Coucou tout le monde ! Ne vous en faites pas, je compte bien finir la Belle et la Bête en entier ^^ Merci beaucoup aux reviews !
Pluto s'élançait à toute allure à travers la forêt, Grell fermement accrochée sur son dos. L'air était d'un froid glacial et la tempête de neige faisait rage. Heureusement que Pluto semblait posséder un sixième sens qui lui indiquait où se trouvaient les arbres à éviter, car la neige réduisait considérablement son champ de vision.
Puis, soudain, Grell vit se dresser devant elle une horde de loup, leur barrant ainsi le passage. Elle tira sur les poils de Pluto pour l'arrêter.
Elle conserva son regard fixé sur les loups, de peur qu'ils ne l'attaquent si elle venait à regarder ailleurs. Pluto grognait avec menace.
-Du-du calme, chuchota-t-elle en amenant le chien à reculer.
Mais Pluto n'écouta pas sa maîtresse. Il sauta à l'assaut des loups dans un aboiement féroce, faisant tomber Grell à terre dans une exclamation étouffée.
Elle n'eut même pas le temps de songer à se plaindre, que trois loups s'approchèrent d'elle, une lueur mauvaise dans leur yeux noirs et profonds. Aussitôt, elle se releva, et tenta de donner quelques coups de pieds à ses assaillants. Oh, si seulement elle avait de quoi se défendre ! Une tronçonneuse par exemple ! Elle finit par se saisir d'une branche, histoire de les tenir éloignés, en vain. En reculant, elle trébucha sur une pierre et se retrouva pour la deuxième fois en contact avec le sol froid et enseveli par la neige. Elle vit avec horreur un des loups avancer doucement vers elle, les babines retroussées.
Le loup bondit. Elle ferma les yeux, se préparant à l'impact, mais rien de vint. Lorsqu'elle rouvrit les yeux, ce fut pour faire face à la silhouette sombre et imposante de William. Le loup inerte qu'il tenait par la gorge pendait à son bras.
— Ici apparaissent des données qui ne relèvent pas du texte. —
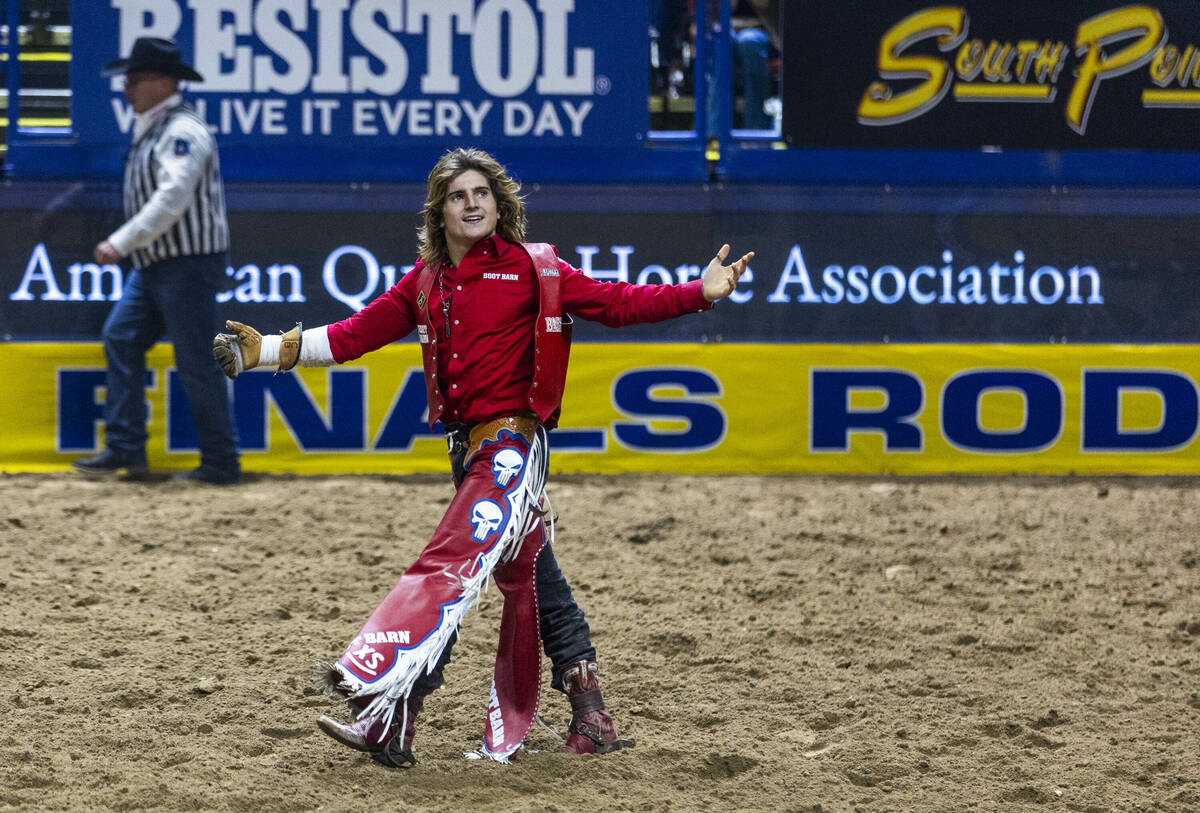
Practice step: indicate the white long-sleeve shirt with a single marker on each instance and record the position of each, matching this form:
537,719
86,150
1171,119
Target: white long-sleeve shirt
173,196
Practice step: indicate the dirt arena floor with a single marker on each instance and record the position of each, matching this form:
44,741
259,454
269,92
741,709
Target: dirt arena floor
772,644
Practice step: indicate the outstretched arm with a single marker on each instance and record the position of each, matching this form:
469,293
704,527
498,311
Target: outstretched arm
719,281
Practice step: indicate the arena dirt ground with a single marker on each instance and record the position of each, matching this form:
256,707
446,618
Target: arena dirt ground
771,643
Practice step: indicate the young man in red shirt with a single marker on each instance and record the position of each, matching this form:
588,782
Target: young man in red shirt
492,317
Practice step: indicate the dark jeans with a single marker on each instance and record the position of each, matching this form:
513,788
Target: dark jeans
175,299
565,636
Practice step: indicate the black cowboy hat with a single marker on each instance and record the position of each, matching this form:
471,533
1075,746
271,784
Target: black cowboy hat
153,55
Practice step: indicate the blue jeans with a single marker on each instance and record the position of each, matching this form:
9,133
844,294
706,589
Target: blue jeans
177,299
751,79
565,636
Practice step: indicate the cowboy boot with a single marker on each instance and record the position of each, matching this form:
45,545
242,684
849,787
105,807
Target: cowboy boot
592,730
383,742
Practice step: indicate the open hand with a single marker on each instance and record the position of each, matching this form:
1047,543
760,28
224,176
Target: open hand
106,253
719,281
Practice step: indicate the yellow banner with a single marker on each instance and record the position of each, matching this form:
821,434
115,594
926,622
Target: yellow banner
688,408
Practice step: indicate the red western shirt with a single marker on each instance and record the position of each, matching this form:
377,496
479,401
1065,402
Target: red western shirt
485,363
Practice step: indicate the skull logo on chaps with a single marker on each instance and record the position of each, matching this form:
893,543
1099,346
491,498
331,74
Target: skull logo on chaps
505,465
485,518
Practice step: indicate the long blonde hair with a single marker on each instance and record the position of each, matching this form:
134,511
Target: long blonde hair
511,224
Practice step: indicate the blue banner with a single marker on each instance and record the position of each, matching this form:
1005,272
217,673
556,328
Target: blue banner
358,88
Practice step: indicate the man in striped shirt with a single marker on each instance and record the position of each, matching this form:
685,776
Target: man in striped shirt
177,236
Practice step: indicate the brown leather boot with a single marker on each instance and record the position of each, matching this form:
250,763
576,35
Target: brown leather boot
592,730
384,744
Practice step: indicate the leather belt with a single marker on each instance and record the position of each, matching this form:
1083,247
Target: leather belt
521,423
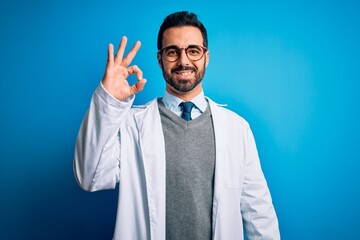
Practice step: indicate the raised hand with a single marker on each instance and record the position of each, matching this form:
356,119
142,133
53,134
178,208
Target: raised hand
118,70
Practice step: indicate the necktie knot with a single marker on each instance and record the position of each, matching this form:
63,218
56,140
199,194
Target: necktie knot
187,107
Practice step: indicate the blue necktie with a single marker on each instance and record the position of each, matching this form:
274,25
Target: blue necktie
186,114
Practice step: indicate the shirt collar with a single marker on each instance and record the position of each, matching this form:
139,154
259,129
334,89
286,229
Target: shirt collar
172,102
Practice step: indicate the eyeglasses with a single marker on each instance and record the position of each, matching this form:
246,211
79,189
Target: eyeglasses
172,53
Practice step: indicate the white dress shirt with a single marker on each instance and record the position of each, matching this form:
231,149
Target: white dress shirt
172,103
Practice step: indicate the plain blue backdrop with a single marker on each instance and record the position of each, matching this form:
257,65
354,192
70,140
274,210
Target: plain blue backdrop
291,69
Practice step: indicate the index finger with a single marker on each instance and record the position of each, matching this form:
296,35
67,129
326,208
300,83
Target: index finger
130,56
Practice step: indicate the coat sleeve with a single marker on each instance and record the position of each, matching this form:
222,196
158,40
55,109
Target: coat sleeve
260,221
96,160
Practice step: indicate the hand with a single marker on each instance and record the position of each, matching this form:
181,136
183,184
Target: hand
118,70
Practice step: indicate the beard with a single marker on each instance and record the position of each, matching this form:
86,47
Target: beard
184,84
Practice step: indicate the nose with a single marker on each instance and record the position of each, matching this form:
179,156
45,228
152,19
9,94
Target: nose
183,59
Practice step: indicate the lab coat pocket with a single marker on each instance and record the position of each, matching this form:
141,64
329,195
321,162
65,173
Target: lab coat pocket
233,169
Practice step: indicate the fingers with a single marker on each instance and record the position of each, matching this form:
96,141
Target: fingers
110,61
130,56
135,70
139,86
121,50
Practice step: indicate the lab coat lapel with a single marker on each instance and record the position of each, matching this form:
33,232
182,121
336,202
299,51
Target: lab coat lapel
152,149
220,146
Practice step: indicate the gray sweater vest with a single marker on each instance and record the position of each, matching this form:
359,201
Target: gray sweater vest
190,164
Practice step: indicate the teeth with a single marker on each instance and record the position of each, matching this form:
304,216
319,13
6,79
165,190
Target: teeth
184,73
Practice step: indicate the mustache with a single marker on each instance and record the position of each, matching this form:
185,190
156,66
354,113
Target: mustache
180,68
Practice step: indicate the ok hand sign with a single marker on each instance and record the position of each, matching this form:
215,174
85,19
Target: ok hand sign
118,70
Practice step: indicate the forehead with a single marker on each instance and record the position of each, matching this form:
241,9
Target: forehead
182,36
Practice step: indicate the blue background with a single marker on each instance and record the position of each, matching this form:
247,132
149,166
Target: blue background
290,69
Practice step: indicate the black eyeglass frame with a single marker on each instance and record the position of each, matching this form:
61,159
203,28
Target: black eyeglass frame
180,50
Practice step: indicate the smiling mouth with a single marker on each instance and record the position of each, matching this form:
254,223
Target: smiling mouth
184,73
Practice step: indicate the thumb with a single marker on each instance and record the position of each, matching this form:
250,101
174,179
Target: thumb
139,86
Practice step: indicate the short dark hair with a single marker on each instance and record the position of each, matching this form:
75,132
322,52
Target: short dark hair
180,19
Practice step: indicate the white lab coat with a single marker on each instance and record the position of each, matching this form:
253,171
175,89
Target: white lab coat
124,145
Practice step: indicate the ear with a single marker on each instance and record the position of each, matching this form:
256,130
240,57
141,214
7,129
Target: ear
207,58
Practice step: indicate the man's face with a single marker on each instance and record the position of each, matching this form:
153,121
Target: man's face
183,75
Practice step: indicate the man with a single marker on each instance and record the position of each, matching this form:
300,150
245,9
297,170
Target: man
186,167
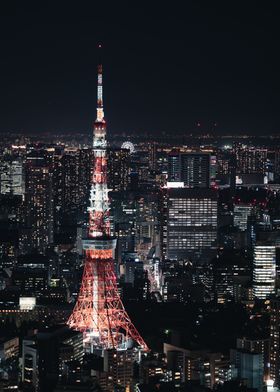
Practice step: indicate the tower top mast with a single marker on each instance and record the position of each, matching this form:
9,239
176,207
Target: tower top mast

-W-Will…tu es venu pour me sauv-
William se retourna brièvement vers Grell, lui lançant un regard polaire afin de la faire taire, et Grell eut tout juste le temps de voir ses yeux verts virer au rouge avant qu'il ne reparte se battre contre les loups.
Grell assista sans voix à ce terrible combat. Les loups attaquaient William de toutes parts, et l'un d'entre eux réussit même à le mordre assez gravement au bras. Mais au final, la puissance du démon triompha et les loups prirent la fuite en jappant.
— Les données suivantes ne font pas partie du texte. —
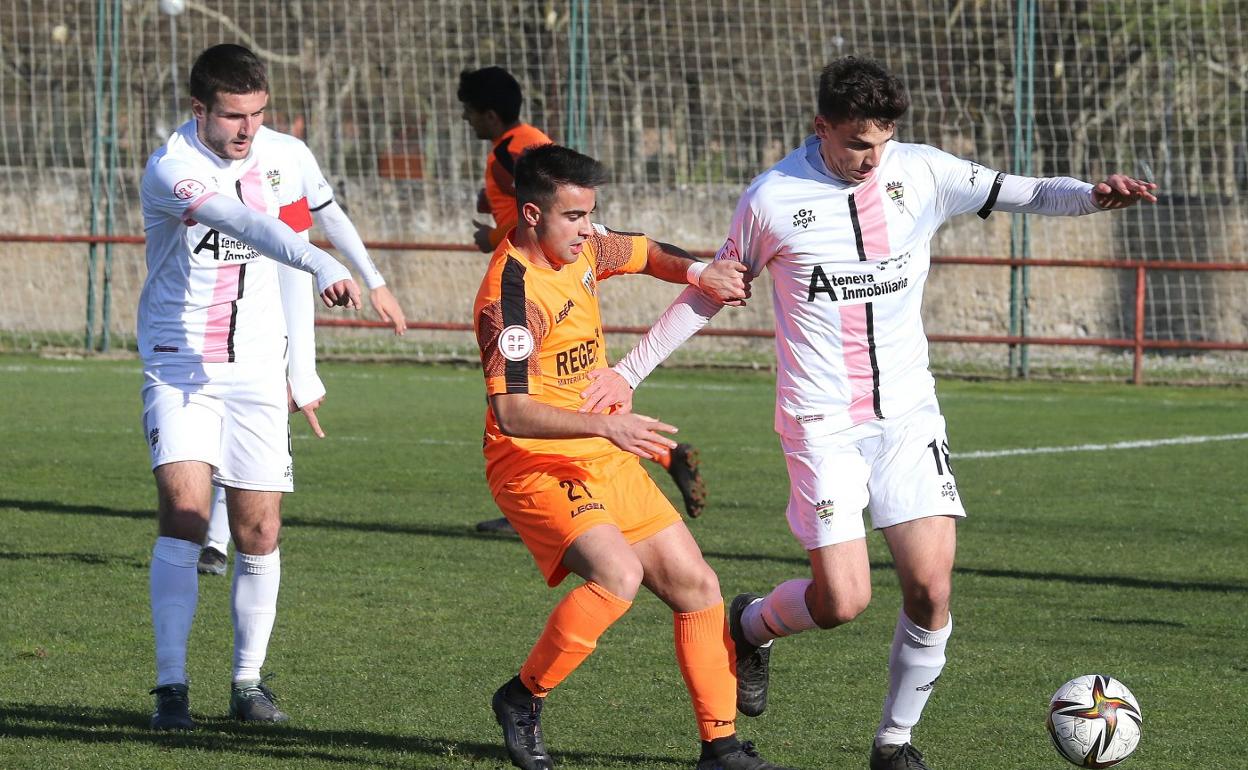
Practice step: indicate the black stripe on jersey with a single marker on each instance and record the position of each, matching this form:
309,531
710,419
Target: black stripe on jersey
858,231
992,196
513,315
875,363
234,312
503,156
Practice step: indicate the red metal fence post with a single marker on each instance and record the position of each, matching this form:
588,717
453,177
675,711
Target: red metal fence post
1137,367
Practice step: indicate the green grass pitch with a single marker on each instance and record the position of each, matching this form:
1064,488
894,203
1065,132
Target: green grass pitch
397,622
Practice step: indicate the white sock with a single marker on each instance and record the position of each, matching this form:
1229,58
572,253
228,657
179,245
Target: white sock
219,523
915,664
253,607
174,587
781,613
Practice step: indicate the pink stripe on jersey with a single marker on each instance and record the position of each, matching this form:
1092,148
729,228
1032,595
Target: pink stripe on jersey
219,331
856,351
871,221
216,332
250,190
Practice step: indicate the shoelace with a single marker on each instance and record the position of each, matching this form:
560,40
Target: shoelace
911,756
529,724
169,696
261,689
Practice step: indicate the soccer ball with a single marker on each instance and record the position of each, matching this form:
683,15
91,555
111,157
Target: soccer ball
1093,721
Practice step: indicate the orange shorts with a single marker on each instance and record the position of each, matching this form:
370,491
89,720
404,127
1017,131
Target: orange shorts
552,507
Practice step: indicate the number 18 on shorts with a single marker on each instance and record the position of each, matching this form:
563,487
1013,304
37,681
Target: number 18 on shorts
899,469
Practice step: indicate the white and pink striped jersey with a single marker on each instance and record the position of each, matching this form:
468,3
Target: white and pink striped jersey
848,265
210,296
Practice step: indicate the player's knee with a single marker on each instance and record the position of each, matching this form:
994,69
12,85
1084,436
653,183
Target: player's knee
258,538
702,585
182,522
927,599
622,577
830,610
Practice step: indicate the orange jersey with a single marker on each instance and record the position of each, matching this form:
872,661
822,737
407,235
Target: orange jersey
501,176
541,332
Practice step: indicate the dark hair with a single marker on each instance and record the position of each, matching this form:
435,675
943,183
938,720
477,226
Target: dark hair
492,89
542,170
226,69
861,90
Un silence de mort suivit cette action. Grell, qui s'était rapprochée de Pluto, se pelotonna contre l'animal, recherchant inconsciemment un sentiment de sécurité pendant que Will marchait lentement vers elle. Ses yeux redevenus d'un vert perçant ne quittaient pas ceux de Grell… il continuait d'avancer vers elle…
Puis il chancela, tenant son avant-bras blessé. Un mince filet de sang s'échappait de sa plaie, venant ainsi tacher la neige immaculée. Grell trouvait cette vision des plus magnifiques… cet homme, si beau, agenouillé sur ce tapis de neige écarlate…Elle avait toujours trouvé William magnifique, mais jamais si captivant… si… fascinant…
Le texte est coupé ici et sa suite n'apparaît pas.